Stay Healthy, Stay Wealthy: Simple Steps for a Worry-Free Retirement
- Blake Reddy
- Sep 4, 2024
- 4 min read

We all know the saying, "Health is wealth," but as we age, this truth becomes even more critical. While you've spent years building your savings, have you considered how being healthier and living longer might impact your retirement plans?
Planning for a Longer Life: Understanding Retirement Living Standards
With advancements in medicine and a growing emphasis on healthy living, life expectancy is on the rise. According to the Office for National Statistics, the average life expectancy has increased to around 83 years for women and 79 years for men. However, Andrew Scott, professor of economics at the London Business School, spoke that children born today could live 100 years, indicating a significant upward trend in life expectancy.

Source: Office for National Statistics
While this is wonderful news, it also means you might need more savings to ensure a comfortable retirement that could last 30 years or more.
Consider the Pensions and Lifetime Savings Association’s (PLSA) Retirement Living Standard table below. It is important to determine which lifestyle you can realistically afford to aim for and plan your retirement plans accordingly.
Don’t forget to account for unexpected health costs, which can impact your financial security in later years. It’s an uncomfortable truth, but one you cannot ignore.

Source: Pensions and Lifetime Savings Association
The Real Cost of Good Health1. Know What the NHS Covers and Estimate Potential Expenses
While the NHS covers a lot, there are still some costs you might have to pay. Things like certain medications, dental or vision care, and home care services often aren’t fully covered.
It’s a good idea to look into these potential expenses now, so you can plan your retirement budget accordingly.
2. Budgeting and Saving
One smart way to prepare is by setting up a separate fund just for these expenses. To figure out how much to save, consider your likely healthcare needs and potential costs. Decide on a monthly or yearly amount that fits your budget, and start putting money aside as soon as you can. While it’s true that healthcare needs can be unpredictable, planning ahead can help you better prepared for any surprises.
3. Consider Private Healthcare
Most key NHS targets have been missed for at least seven years across the UK, resulting in unacceptable waiting times and delays that could be dangerous to patients.

Source: NHS
The NHS aims to schedule non-urgent procedures within 18 weeks. However, wait times are often much longer. Private healthcare offers quicker access, with same or next day GP appointments and potentially faster treatment.
To access private healthcare, there are two main options. You can pay for private care yourself, or get health insurance to reduce costs. Private health insurance can be a good option for more coverage, but remember that premiums rise with age, so plan accordingly.
Premiums typically rise 5-8% annually in your 40s, and 9-12% each year after age 50. Below is a table of approximate monthly premiums to consider:

4. Preparing for the Hidden Costs of a Longer Life
As we plan for a longer life, it’s important to think about not just everyday expenses but also possible care home costs. For example, in 2021, 2.5% of people aged 65 and older were living in care homes. For those aged 85 and up, this number was higher, at 10.8%. This shows why it’s important to prepare for the possibility of needing care as we get older.

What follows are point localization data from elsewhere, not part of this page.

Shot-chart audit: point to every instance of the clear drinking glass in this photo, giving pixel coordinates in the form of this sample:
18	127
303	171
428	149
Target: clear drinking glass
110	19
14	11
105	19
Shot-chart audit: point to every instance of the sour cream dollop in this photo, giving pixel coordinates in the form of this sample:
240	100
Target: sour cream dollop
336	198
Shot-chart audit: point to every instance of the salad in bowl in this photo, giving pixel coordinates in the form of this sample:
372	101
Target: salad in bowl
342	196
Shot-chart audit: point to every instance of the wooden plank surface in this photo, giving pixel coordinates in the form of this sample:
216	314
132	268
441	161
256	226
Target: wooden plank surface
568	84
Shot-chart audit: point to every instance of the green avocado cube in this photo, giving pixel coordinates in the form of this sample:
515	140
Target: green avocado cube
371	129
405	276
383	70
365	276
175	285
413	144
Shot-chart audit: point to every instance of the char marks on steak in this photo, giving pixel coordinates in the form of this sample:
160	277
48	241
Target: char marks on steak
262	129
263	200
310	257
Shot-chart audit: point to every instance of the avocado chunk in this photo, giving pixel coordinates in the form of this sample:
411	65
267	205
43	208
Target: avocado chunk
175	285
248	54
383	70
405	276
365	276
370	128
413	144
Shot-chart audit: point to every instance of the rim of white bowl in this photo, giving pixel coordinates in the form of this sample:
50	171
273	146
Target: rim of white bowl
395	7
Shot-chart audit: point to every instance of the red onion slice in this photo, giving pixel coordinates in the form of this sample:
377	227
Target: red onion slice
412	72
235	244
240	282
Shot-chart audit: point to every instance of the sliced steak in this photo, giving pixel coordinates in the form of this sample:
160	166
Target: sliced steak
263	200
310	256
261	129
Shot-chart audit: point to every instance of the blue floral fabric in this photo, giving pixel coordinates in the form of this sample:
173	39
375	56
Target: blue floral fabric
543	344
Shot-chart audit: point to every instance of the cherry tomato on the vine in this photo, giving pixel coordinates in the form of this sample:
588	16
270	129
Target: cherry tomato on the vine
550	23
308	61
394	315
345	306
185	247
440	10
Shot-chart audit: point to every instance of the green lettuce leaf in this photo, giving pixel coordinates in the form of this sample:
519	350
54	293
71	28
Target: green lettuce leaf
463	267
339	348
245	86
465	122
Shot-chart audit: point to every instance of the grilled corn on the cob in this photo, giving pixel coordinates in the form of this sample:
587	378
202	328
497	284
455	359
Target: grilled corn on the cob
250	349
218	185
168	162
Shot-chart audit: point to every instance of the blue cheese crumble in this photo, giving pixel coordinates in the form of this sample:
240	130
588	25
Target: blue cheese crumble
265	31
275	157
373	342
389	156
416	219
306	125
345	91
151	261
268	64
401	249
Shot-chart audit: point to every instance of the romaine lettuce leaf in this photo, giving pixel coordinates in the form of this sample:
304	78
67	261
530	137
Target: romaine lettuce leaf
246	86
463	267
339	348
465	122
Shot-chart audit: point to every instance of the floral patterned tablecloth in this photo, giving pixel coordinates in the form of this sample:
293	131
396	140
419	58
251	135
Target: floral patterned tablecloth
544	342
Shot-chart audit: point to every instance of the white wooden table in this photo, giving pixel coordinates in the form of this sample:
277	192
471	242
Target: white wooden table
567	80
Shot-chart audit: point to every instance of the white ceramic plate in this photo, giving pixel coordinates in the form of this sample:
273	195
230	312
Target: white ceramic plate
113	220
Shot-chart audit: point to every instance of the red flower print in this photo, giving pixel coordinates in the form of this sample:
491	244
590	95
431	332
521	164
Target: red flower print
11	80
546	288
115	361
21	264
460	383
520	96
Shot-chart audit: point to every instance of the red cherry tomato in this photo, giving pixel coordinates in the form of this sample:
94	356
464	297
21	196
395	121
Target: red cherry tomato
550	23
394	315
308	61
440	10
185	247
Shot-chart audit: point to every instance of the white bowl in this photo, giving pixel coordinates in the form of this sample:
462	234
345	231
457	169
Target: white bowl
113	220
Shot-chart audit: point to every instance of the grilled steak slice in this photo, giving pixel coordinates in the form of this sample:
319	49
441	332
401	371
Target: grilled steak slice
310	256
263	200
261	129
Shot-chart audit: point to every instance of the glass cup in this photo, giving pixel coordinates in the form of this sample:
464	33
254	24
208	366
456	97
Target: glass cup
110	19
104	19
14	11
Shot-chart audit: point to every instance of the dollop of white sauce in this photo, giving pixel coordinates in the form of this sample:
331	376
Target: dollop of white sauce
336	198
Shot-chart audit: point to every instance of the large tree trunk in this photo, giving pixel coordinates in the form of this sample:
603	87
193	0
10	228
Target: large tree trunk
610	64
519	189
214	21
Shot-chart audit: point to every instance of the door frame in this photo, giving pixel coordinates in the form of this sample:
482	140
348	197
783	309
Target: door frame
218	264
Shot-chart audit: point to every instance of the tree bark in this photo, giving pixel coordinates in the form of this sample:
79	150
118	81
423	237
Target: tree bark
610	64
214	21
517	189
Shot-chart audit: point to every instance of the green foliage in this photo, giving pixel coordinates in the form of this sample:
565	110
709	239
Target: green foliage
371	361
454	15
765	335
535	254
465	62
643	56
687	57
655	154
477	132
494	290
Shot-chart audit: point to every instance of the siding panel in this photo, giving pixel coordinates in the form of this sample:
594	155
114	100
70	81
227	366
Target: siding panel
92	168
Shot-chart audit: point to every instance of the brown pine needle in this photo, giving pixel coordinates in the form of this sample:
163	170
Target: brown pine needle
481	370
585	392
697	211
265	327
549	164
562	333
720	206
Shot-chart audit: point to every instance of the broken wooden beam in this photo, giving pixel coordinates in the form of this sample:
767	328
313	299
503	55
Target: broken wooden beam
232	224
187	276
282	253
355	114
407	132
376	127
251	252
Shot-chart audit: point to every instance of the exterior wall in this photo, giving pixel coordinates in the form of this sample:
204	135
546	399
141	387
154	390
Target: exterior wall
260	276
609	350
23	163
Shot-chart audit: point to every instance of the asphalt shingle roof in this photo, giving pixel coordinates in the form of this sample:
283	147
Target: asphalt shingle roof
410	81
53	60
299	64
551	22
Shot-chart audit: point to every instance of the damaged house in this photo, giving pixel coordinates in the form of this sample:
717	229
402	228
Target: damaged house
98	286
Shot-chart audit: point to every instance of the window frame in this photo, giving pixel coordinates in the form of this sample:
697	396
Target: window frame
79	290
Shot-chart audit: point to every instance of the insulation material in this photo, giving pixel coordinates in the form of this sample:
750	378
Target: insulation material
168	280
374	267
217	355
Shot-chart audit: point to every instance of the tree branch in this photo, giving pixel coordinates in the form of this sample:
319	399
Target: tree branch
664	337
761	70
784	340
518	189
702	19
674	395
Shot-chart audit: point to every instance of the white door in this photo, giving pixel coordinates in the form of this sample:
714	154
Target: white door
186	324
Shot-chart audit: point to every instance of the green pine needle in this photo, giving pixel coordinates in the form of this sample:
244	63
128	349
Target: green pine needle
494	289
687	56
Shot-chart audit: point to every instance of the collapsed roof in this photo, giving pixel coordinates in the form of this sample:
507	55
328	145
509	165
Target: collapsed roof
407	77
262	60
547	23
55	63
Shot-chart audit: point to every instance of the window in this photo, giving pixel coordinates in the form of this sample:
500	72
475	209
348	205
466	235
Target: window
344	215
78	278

Source: Census 2011 and 2021 from the Office for National Statistics
Additionally, over 60% of care home residents were in a better-than-fair health. If you’re paying for care yourself, the average weekly cost is £1160 for residential care and £1410 for nursing home care across the UK. This means that residential care costs about £60,320 per year, while nursing home care costs around £73,320 annually. Care homes specialising in dementia tend to be more expensive, averaging £75,244 per year.

Source: Census 2011 and 2021 from the Office for National Statistics
5. Review Your Pension and Investments
When planning for retirement, it’s crucial to carefully review your pension and savings, ensuring that your current savings are adequate to cover potential healthcare expenses. If needed, consider adjust your retirement contributions to set aside more for these costs.
To assist with this, a financial adviser can create a cash flow model to help illustrate your personal cash flow by mapping out your income and expenses over time. It also considers “what if” scenarios, showing how different factors, such as the cost of care, could impact your financial situation, helping you make informed decisions about your retirement planning.

6. Speak to an Adviser
Planning for healthcare costs and retirement can be complicated. Consulting with a financial adviser can provide you with helpful advice and help you make smart choices.
Your retirement should be a time to enjoy the fruits of your labour, not to worry about whether your savings will last. By focusing on both your health and your investments, you can help ensure your golden years are as secure and fulfilling as possible.